Funds for the Retrofit Program would be collected as part of an ordinance for new building standards to achieve the no-net increase in GHG emissions. It also could be included as a mitigation measure for projects falling under the purview of the California Environmental Quality Act (CEQA.)

The Retrofit Program would be financed by mitigation payments made by building developers to achieve a no-net increase in GHG emissions. Buildings would be required to meet the lowest achievable GHG emission levels, but then would pay to mitigate any remainders, including for transportation, charged at the current State Cap and Trade Program auction price for an extended collection of annual allowances[2] that cover emissions for the expected life of the building (e.g., 40 years) (CARB 2024).

M.Cubed proposed this financing mechanism for Sonoma County in its climate action plan.


[1] See https://birdreturns.org/

[2] Referred to as a “strip” in the finance industry.

A Working Lands Carbon Mitigation Bank Program

A number of counties in California are largely agricultural, with a few small communities. Most of that agricultural land is intensively farmed, much of it irrigated. This situation presents the opportunity to sequester large amounts of carbon relative to the total greenhouse gas emissions from all county activities. In other words, the county can approach a level of net-zero emissions with a surplus available to share with other jurisdictions, particularly with those in within a county.

Since many of these counties are already planning to use this sequestration strategy to meet its own emission reduction goals, these reductions will be real, additional, and verifiable, meeting the gold standard for use as credits by other jurisdictions. The county has a strong incentive to ensure that these reductions are of sufficient quality to meet its own targets, which should make these attractive to other jurisdictions, unlike other credits offered in the marketplace.

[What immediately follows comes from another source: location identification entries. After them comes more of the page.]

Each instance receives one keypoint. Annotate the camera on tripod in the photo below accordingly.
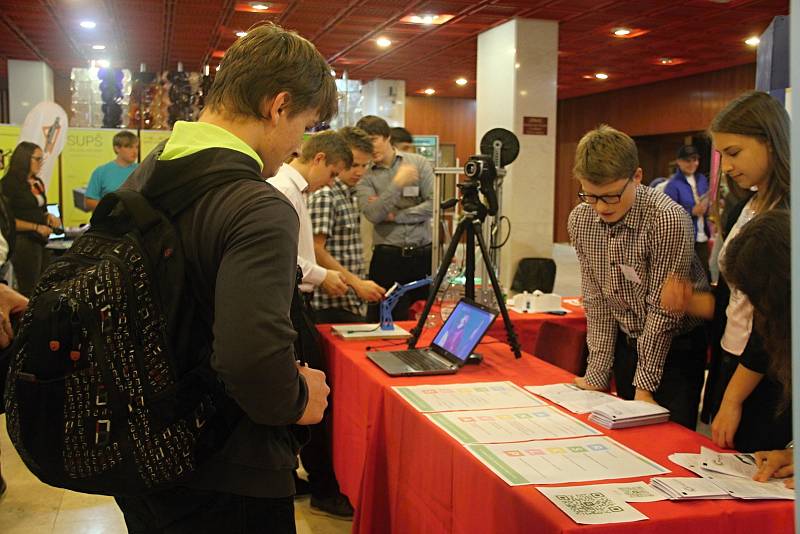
(481, 174)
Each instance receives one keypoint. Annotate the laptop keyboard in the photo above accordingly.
(419, 360)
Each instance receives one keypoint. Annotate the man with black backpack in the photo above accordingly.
(240, 242)
(156, 362)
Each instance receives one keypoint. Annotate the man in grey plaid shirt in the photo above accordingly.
(336, 226)
(629, 238)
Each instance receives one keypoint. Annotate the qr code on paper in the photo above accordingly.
(593, 503)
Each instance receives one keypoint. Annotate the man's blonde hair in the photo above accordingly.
(605, 155)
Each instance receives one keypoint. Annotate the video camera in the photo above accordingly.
(499, 147)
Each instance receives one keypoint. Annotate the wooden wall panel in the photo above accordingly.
(679, 105)
(452, 119)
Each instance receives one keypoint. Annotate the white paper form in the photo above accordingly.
(745, 488)
(512, 424)
(571, 397)
(588, 506)
(470, 396)
(738, 465)
(679, 488)
(566, 460)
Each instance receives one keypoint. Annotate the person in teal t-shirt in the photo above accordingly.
(107, 178)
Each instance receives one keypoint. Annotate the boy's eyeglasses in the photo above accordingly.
(607, 199)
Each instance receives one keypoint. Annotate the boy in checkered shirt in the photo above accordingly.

A county would establish a Carbon Mitigation Bank using a similar framework to habitat conservation mitigation banks.[1] The county would establish the parameters that achieve the requisite carbon sequestration and then collect in-lieu fees to cover the costs of the bank’s expenses. By expanding the number of jurisdictions contributing and receiving coverage, overall carbon emissions can be reduced more cost-effectively.

Sequestration from working lands can be achieved at a lower cost than most alternatives. For this reason, a county can use its surplus to finance much of its share of the sequestration program by offering it to cities in the county at a margin above the implementation cost sufficient to cover the county’s share of the costs as well. For example, it may cost $50 per CO2e ton sequestered, and the County may use only half of the potential sequestration to meet its own target. The County could then offer its surplus credits to the other jurisdictions at $100 per ton, which is likely less than the cost of additional reductions elsewhere, to cover the full program costs.

M.Cubed proposed this financing mechanism for both Yolo and Sonoma in their climate action plans. Both counties could potentially sequesters hundreds of thousands of tons annually, implying this could be a major revenue source for meeting broader targets.